Freebsd – Which virtual terminal is a given X process running on

freebsdx11xorg

When X starts, it searches for the lowest unused VT, and attaches to it. My problem is that when there are several running X processes, I need to be able to identify which one is the currently active one.

This is a *BSD question, because on linux it's easy: X sets its controlling terminal to be ttyN, or, on very old distributions, it's specified on the commandline as vtN. So, I'm running a service and I see that the currently active VT is tty7, and there are two X servers running, it's easy to tell which one corresponds to the current terminal. (This is a reasonable case: perhaps the user used GNOME/KDE's 'switch user' functionality or ran two servers using startx.) An example application that might want to follow the active X server is x11vnc (which is forked from the software I'm developing).

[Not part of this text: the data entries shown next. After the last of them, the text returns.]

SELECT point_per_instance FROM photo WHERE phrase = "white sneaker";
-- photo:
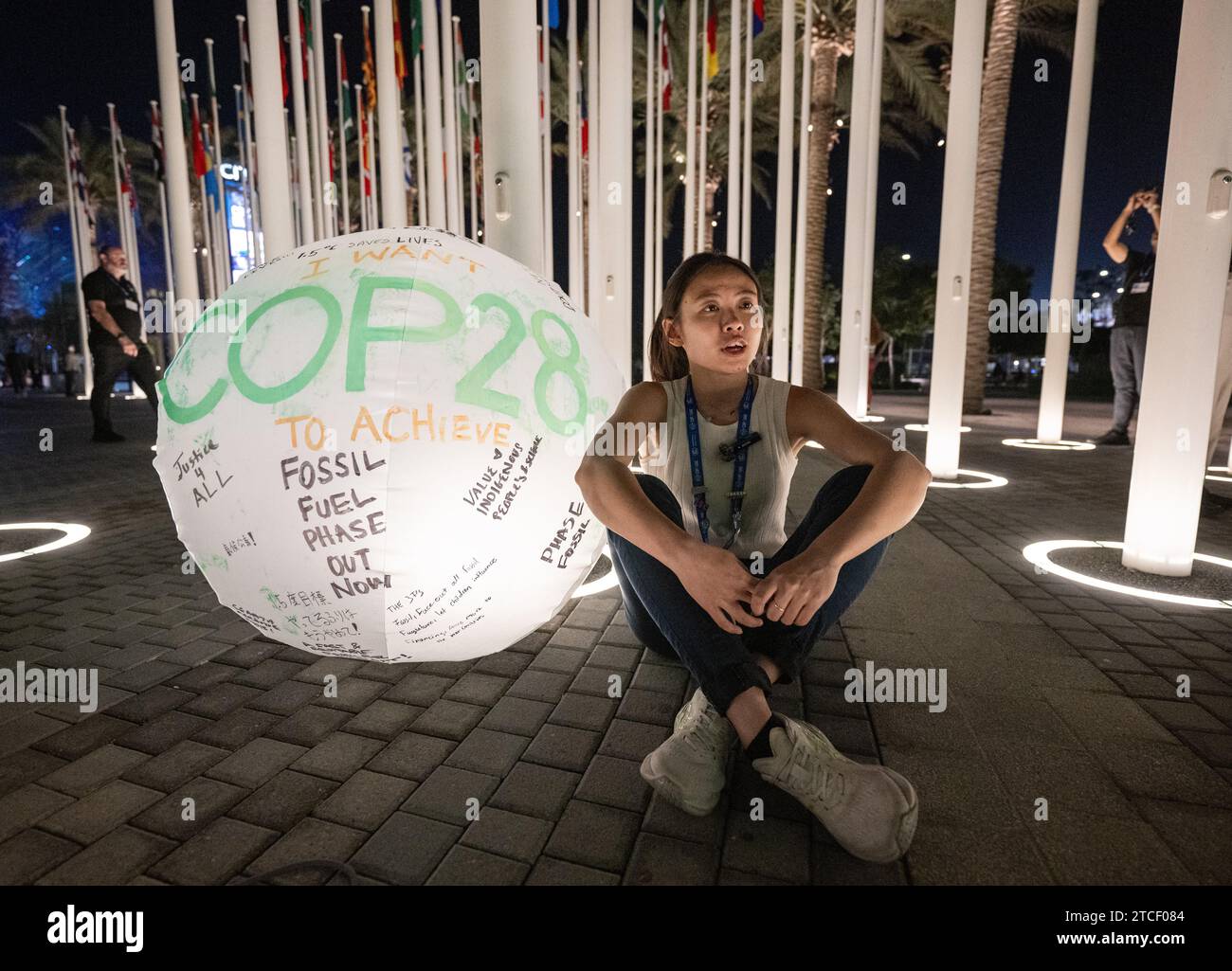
(690, 768)
(870, 810)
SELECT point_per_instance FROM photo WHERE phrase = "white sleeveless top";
(767, 480)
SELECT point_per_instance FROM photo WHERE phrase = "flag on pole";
(200, 160)
(156, 142)
(210, 174)
(282, 64)
(417, 27)
(246, 62)
(79, 177)
(370, 73)
(713, 44)
(399, 57)
(345, 110)
(665, 56)
(582, 110)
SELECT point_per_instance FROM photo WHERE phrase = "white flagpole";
(649, 296)
(797, 297)
(658, 158)
(747, 164)
(417, 65)
(438, 213)
(169, 310)
(549, 244)
(361, 139)
(302, 140)
(691, 137)
(594, 196)
(82, 327)
(574, 189)
(270, 132)
(176, 159)
(393, 192)
(250, 193)
(242, 116)
(317, 176)
(457, 114)
(781, 312)
(206, 236)
(294, 180)
(225, 248)
(734, 135)
(475, 185)
(702, 169)
(450, 109)
(121, 224)
(341, 135)
(325, 189)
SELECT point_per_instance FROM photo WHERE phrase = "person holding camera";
(1132, 315)
(115, 338)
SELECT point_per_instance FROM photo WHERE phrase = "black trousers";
(109, 363)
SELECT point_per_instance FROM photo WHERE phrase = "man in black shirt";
(1132, 315)
(115, 338)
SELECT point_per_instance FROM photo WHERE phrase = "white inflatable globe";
(369, 446)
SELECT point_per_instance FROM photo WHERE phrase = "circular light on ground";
(987, 480)
(1038, 553)
(1060, 445)
(916, 426)
(604, 583)
(73, 532)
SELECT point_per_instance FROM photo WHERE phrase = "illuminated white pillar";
(173, 152)
(436, 209)
(1064, 253)
(1187, 308)
(612, 306)
(859, 232)
(649, 278)
(797, 297)
(734, 135)
(953, 257)
(781, 314)
(513, 184)
(299, 111)
(393, 191)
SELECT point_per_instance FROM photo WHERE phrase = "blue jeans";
(669, 621)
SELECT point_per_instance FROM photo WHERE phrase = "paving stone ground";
(1055, 692)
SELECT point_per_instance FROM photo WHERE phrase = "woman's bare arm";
(611, 490)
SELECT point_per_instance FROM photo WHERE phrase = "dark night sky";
(84, 54)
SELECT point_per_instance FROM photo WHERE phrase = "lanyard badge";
(739, 454)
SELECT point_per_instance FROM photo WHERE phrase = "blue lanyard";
(737, 493)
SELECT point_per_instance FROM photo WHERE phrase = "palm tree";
(913, 105)
(1043, 23)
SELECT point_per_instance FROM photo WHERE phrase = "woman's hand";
(800, 586)
(718, 582)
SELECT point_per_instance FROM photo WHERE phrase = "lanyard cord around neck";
(737, 493)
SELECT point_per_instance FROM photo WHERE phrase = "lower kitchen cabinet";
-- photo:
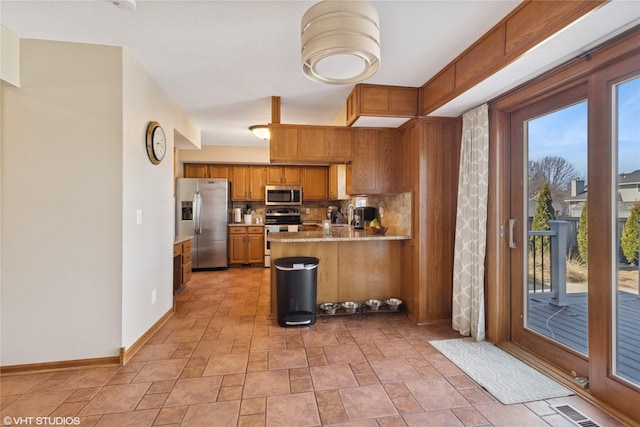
(246, 244)
(181, 265)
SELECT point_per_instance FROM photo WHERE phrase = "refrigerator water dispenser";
(187, 210)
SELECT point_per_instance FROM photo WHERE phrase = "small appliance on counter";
(363, 216)
(237, 215)
(334, 214)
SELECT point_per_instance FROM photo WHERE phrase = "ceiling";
(221, 61)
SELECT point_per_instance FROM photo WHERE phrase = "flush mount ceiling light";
(340, 42)
(125, 4)
(261, 131)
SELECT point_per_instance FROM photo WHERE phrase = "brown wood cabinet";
(381, 101)
(377, 162)
(246, 244)
(310, 144)
(315, 183)
(247, 183)
(338, 182)
(182, 265)
(202, 170)
(284, 175)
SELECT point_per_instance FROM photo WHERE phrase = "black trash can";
(297, 290)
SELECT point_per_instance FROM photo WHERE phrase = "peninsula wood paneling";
(529, 24)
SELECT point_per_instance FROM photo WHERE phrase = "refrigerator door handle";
(197, 203)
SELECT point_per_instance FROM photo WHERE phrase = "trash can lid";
(297, 263)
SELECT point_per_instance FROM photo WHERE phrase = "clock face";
(159, 143)
(156, 143)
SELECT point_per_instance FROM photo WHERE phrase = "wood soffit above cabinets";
(526, 26)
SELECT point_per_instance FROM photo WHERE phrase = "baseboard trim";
(64, 365)
(127, 354)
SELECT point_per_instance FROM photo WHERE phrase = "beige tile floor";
(219, 361)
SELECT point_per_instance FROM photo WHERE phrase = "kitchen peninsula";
(355, 265)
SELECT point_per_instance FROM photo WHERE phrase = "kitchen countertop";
(181, 239)
(338, 234)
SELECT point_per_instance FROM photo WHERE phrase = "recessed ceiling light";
(261, 131)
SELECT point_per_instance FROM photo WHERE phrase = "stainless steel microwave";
(277, 195)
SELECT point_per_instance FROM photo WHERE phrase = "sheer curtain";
(471, 225)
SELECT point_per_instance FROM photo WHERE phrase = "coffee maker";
(363, 216)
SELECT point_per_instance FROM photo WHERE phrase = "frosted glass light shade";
(261, 131)
(340, 42)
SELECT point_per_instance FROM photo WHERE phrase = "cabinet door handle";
(512, 227)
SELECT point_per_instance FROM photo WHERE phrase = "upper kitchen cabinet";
(284, 175)
(201, 170)
(310, 144)
(315, 183)
(247, 183)
(367, 100)
(377, 162)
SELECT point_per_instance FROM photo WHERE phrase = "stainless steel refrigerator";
(202, 211)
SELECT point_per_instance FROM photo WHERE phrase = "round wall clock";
(156, 143)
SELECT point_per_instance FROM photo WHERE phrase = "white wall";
(77, 270)
(62, 205)
(147, 248)
(9, 57)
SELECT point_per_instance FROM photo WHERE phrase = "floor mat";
(505, 377)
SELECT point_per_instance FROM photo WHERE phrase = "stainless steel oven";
(280, 195)
(279, 220)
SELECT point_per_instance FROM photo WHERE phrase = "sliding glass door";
(549, 195)
(567, 173)
(626, 228)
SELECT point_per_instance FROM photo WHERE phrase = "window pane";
(627, 305)
(557, 285)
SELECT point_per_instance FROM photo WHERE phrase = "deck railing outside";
(548, 278)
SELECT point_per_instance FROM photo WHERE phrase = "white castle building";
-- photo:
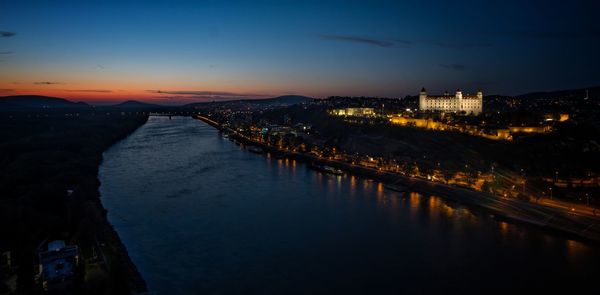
(451, 103)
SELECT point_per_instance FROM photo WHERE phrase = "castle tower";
(422, 98)
(458, 94)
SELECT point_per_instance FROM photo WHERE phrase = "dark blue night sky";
(104, 50)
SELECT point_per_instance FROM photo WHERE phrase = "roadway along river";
(199, 214)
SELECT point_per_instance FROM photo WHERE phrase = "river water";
(199, 214)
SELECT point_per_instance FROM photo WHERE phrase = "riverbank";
(564, 221)
(49, 191)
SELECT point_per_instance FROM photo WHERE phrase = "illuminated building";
(355, 112)
(451, 103)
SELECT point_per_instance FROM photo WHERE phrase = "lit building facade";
(354, 112)
(470, 104)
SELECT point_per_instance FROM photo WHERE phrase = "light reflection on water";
(199, 214)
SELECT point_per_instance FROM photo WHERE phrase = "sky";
(185, 51)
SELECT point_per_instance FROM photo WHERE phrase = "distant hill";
(37, 102)
(134, 104)
(594, 93)
(280, 100)
(285, 99)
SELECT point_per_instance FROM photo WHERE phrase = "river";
(199, 214)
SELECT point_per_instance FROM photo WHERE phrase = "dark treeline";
(49, 190)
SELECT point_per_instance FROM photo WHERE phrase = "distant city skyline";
(189, 51)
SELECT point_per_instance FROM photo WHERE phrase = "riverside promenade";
(560, 219)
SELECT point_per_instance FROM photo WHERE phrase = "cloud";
(89, 90)
(357, 39)
(208, 94)
(453, 66)
(462, 45)
(45, 83)
(6, 34)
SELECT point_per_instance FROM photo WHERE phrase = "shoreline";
(580, 227)
(111, 238)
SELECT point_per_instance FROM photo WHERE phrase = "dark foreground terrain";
(49, 191)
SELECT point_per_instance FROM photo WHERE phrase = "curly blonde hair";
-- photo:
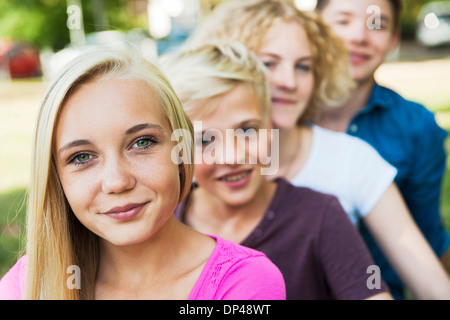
(249, 22)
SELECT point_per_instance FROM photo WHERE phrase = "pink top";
(232, 272)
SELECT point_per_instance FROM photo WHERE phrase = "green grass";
(12, 227)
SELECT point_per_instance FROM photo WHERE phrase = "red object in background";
(20, 58)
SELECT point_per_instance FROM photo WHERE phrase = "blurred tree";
(44, 21)
(411, 9)
(40, 21)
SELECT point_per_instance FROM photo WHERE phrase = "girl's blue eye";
(303, 67)
(80, 158)
(144, 143)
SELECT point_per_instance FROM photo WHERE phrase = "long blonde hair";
(55, 237)
(250, 21)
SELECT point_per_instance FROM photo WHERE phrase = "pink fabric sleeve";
(235, 272)
(252, 279)
(12, 283)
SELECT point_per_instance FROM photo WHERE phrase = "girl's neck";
(152, 268)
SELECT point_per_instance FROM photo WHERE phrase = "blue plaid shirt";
(405, 133)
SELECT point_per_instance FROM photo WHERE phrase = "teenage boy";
(404, 133)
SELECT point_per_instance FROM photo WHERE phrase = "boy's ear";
(395, 40)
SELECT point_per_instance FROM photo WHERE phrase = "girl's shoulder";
(12, 283)
(236, 272)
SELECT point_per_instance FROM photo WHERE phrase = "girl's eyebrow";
(73, 144)
(132, 130)
(143, 126)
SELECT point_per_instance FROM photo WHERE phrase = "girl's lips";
(127, 212)
(237, 179)
(283, 101)
(357, 58)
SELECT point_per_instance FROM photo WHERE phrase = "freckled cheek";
(80, 193)
(157, 174)
(204, 173)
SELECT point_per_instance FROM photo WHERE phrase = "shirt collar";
(380, 97)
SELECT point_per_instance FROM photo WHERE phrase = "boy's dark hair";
(396, 7)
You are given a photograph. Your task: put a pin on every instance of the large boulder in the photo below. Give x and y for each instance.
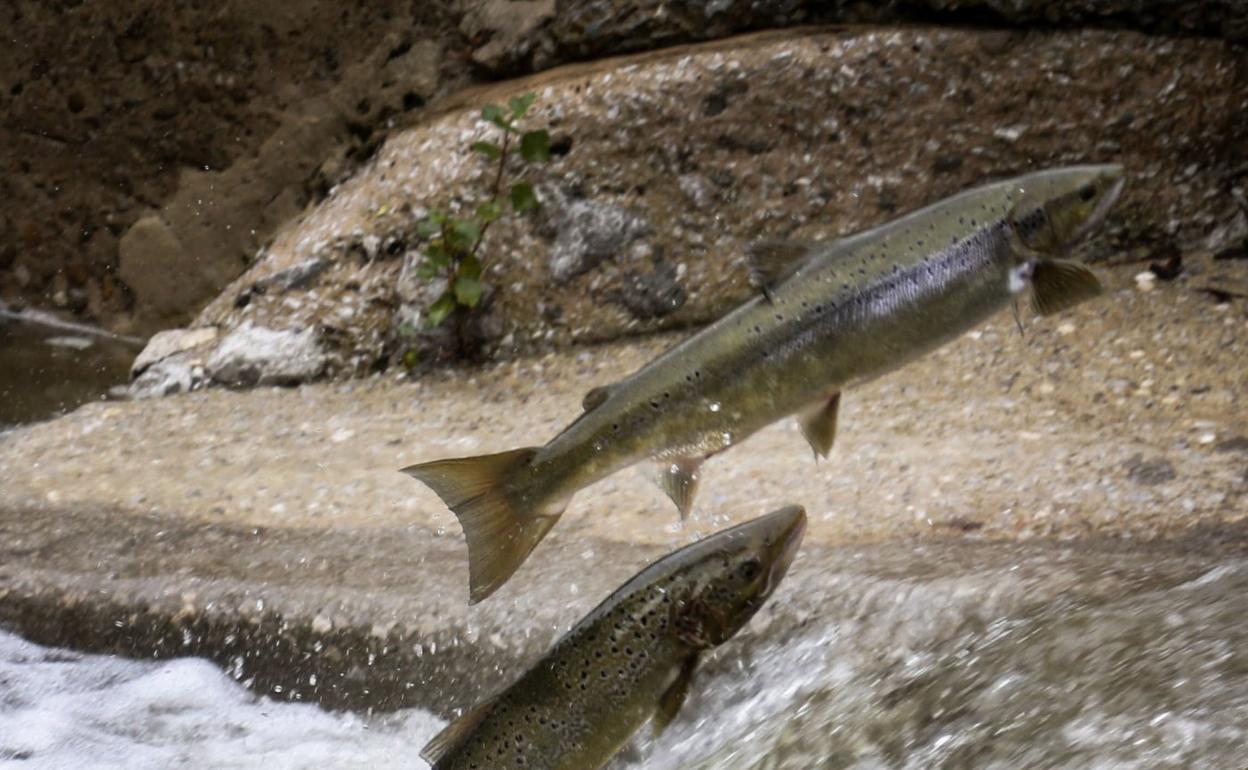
(698, 151)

On FreeBSD though, the controlling terminal does not tell you anything. When X is started from ttyv1, that remains the controlling terminal.

Update

I've done due diligence and read the X code. After some hunting around, it's now clearer to me what's going on.

In lnx_init.c, the X server does setsid to make a fresh session for itself, then opens an fd to ttyN straight after to do a VT_ACTIVATE ioctl on it. Pretty standard; opening the fd to a terminal with no controlling process from a process with no controlling terminal associates the two, and the server keeps the fd open, so it's guaranteed that the terminal will remaining the controlling terminal for the X server.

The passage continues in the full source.